Plan what NOT to do in 2017!

A new year is on the horizon. For many people it is time to make resolutions about what to do in the coming year. This year, instead of focusing entirely on what you want to do, consider thinking more carefully about those things you want to avoid. Our recent research, also covered by WSJ print, found that the secret to success is knowing what NOT to do and then not doing it! For instance, there were many things during this past year that experts advised should not be done – such as NOT to do a Brexit, NOT to elect ultra-nationalist voices and NOT to demonetize one’s currency without a plan. Only time will tell whether these were actually bad decisions. We find that recognizing a bad decision and avoiding it is far more important for success than focusing on the best things to do.

NT01

Figure 1

Our evidence came from tracking job success. We found that the most successful salespersons, customer service agents and managers weren’t those who chose the “best” course of action in a given situation, but rather were those who knew what NOT to do in a situation and avoided those actions. For instance, in a situation when you are very late for a sales meeting, what one absolutely should not do is fail to apologize. On the other hand, there might be different ways one could apologize or show regret, some being better than others, as deemed by experts. However, our work showed choosing among these different ways of expressing regret was not predictive of one’s success in a sales job.

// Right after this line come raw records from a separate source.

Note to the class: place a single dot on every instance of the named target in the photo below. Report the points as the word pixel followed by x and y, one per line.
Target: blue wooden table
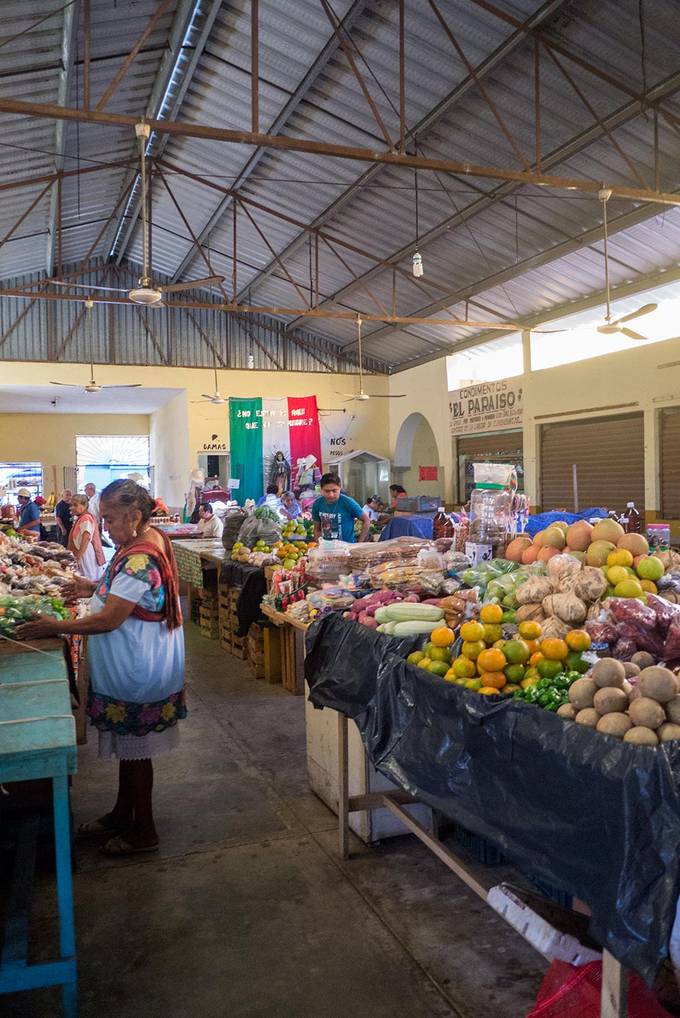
pixel 38 741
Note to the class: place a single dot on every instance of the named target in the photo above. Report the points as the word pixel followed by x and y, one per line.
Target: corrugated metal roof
pixel 510 251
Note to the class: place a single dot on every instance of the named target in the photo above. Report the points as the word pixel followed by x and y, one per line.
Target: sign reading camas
pixel 486 406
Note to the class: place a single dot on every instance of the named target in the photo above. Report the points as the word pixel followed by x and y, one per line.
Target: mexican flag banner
pixel 269 439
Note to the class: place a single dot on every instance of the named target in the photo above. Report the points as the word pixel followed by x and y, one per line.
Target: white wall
pixel 169 448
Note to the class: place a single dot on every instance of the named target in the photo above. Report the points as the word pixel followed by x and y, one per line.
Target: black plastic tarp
pixel 588 813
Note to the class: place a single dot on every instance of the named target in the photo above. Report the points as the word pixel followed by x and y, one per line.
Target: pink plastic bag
pixel 568 992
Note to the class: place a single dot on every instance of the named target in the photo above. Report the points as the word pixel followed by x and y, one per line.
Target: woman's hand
pixel 44 625
pixel 79 586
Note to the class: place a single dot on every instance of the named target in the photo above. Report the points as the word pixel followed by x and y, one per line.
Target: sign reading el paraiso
pixel 486 406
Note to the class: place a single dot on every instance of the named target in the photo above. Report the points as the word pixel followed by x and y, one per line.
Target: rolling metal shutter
pixel 670 463
pixel 609 453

What mattered was the ability to identify what should not be done (i.e., expressing no regret). The wrong response may seem obvious in this situation, but it isn’t obvious to everyone and is also not obvious for many other situations.

Our study was based on a methodology called situational judgment testing. We provided candidates with a series of specific situations and asked them to choose from among a number of possible ways to respond to each situation – a technique known as situational judgment testing or SJT (see Figure 2 for an example). We asked them to choose which of the options presented for each situation would be the best way to respond and which would be the worst. We then analyzed the data to see if their choices predicted actual job performance (such as sales targets achieved) for a few different roles.

Figure 2: Sample question from a SJT

We expected that the people who were most successful in the workplace would be those who were able to identify what experts in the field said were the best ways to respond to each scenario. It turns out that was not the case. Instead, what we found was that the people who were most successful on the job were those who were correctly able to identify the worst answer to a larger number of situations. They knew what course of action was important to avoid for more scenarios. Specifically, the correlation between the ability to correctly identify the worst responses and job performance ranged r = 0.28 to 0.33 and was statistically significant. By contrast, the correlation between the ability to correctly identify the best responses to the scenarios and performance ranged r = 0.14 to 0.16 and was not statistically significant.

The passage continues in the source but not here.